The Hugo Nominations Are Again Filled With Garbage

Well, boys and girls, the Hugo nods are out again. And they’re slightly less fucked than last year! I don’t want to recap the situation too much, but here’s a short primer. The Hugos are the most prestigious speculative fiction awards. Last year, some gross, conservative bigots found out they could manipulate the system to get their garbage nominated. These are the Sad Puppies. Some even grosser, fascist bigots latched on to this, and got their barely-literate screeds nominated. These are the Rabid Puppies. All the nominees (most of which are terrible, some of which are innocent bystanders placed on the list without their consent) placed below “No Award Given,” which is basically the equivalent of the Leonardo DiCaprio presenting at the Oscars and saying, “You know what? All the acting this year sucked. I’m not going to give this to anybody.”

Select a bunch of high-profile writers who would have been nominated anyway along with a bunch of puerile trash … It’s called Poisoning the Well.

I was really hoping the Puppies would have gotten bored of ruining someone else’s party to make some sort of point, but they’re back again and show no signs of quitting. As Mike Glyer outlines, 64 of the 81 recommendations on the Rabid Puppy slate made it to the ballot.

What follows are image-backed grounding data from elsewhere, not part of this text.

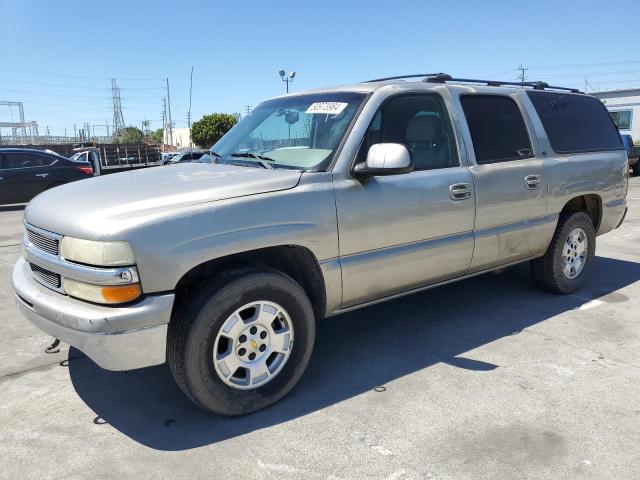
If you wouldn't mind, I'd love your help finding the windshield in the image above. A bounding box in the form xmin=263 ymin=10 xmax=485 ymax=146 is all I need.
xmin=212 ymin=92 xmax=366 ymax=171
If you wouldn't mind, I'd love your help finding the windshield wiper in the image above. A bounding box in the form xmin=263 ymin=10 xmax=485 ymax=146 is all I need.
xmin=230 ymin=152 xmax=276 ymax=162
xmin=228 ymin=152 xmax=276 ymax=169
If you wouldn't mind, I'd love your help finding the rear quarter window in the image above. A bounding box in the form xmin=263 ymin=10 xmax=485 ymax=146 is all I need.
xmin=527 ymin=91 xmax=623 ymax=154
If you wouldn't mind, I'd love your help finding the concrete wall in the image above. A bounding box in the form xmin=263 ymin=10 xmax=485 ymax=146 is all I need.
xmin=163 ymin=127 xmax=192 ymax=149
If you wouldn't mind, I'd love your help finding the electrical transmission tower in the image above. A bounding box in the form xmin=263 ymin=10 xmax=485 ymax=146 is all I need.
xmin=517 ymin=64 xmax=528 ymax=84
xmin=244 ymin=105 xmax=251 ymax=117
xmin=0 ymin=100 xmax=38 ymax=144
xmin=111 ymin=78 xmax=125 ymax=137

As Donald Trump would say–sad!

The biggest problem with this mess is I’m genuinely unsure which nominees are deserving, and which are simply there because they were on a slate (or a “recommended reading list” which is just a broader fucking slate), or because they were sticking it to the ess jay double-yous. Vox Day’s submissions are obvious, but the rest are up in the air to anyone who isn’t following this catastrophe on a daily basis.

For instance, let’s look at the Campbell Award for Best New Writer. Four out of the five nominees appeared on the Sad Puppy list, which makes me immediately skeptical of their talent and really hesitant to read, let alone actually purchase, anything they’ve written. But! Let’s just take one example: Alyssa Wong. By all accounts, she seems to be a talented writer who has been published in multiple prestigious magazines and who seems to be generally supportive of diversity in fiction (which is something the puppies vehemently oppose). So, a false positive! I’m looking forward to reading her stuff.

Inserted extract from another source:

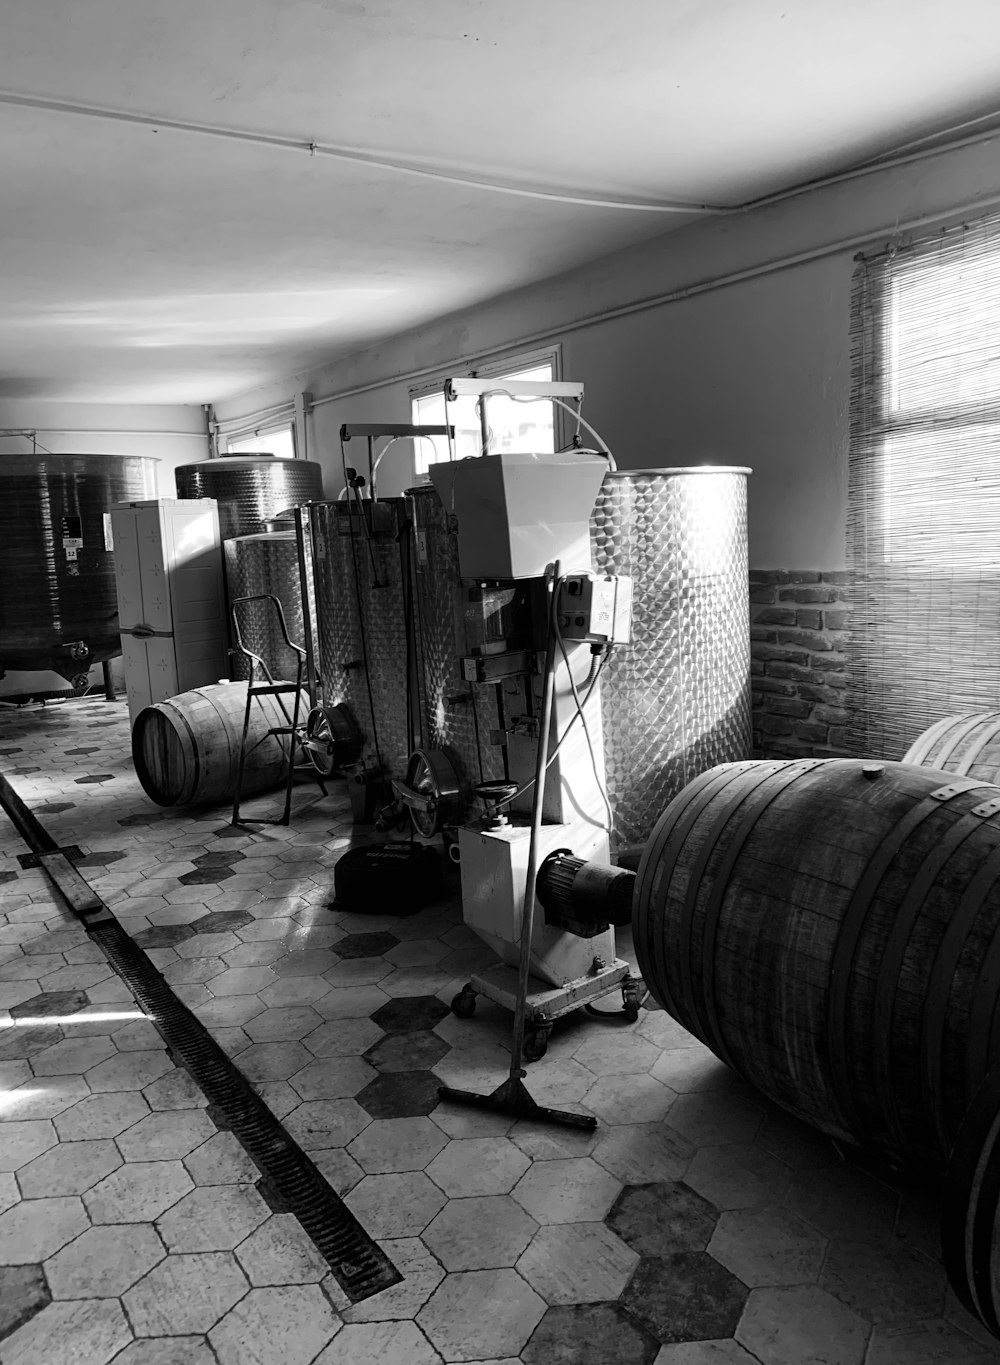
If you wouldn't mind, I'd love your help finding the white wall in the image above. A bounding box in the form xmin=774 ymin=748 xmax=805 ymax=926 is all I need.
xmin=0 ymin=400 xmax=207 ymax=697
xmin=211 ymin=135 xmax=1000 ymax=570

But are we expected to do this for every single nominee? Will the casual Hugo voter? Probably not. Which is entirely the point of this year’s insidious campaign. Select a bunch of high-profile writers who would have been nominated anyway along with a bunch of puerile trash like “Safe Space as Rape Room,” an offensively inaccurate piece of work that appeared on both Puppy slates. It’s called Poisoning the Well. The thought is that, since the nominees aren’t all hateful, self-published nonsense this year, people either won’t notice or care about the trash that did make the list. The truth is, of course, that these nominations will utterly fail to place in the actual awards. My only hope is that writers like Ms. Wong aren’t unduly punished in the wake of it.

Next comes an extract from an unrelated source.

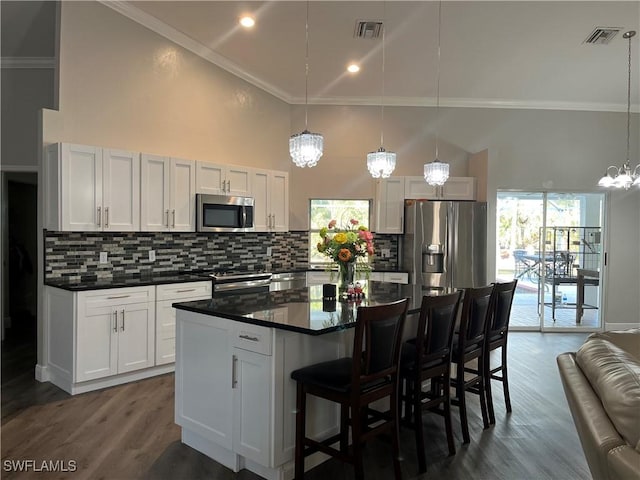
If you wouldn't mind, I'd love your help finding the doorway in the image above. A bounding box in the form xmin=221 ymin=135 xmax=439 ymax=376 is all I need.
xmin=496 ymin=191 xmax=605 ymax=332
xmin=2 ymin=172 xmax=38 ymax=345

The silver lining, I suppose, is that a rules change set to take effect next year may mitigate some of this in the future. The bigger problem, though, is that several of the Puppies themselves make the circuit within the speculative fiction convention fandom, despite being actively toxic. Saying ‘Hugo nominated’ puts you quite far ahead of most panelists, so there’s plenty of damage done that will be hard to repair. We will continue to fight against this, but it’s clear this is a hissy fit that’s not going away any time soon.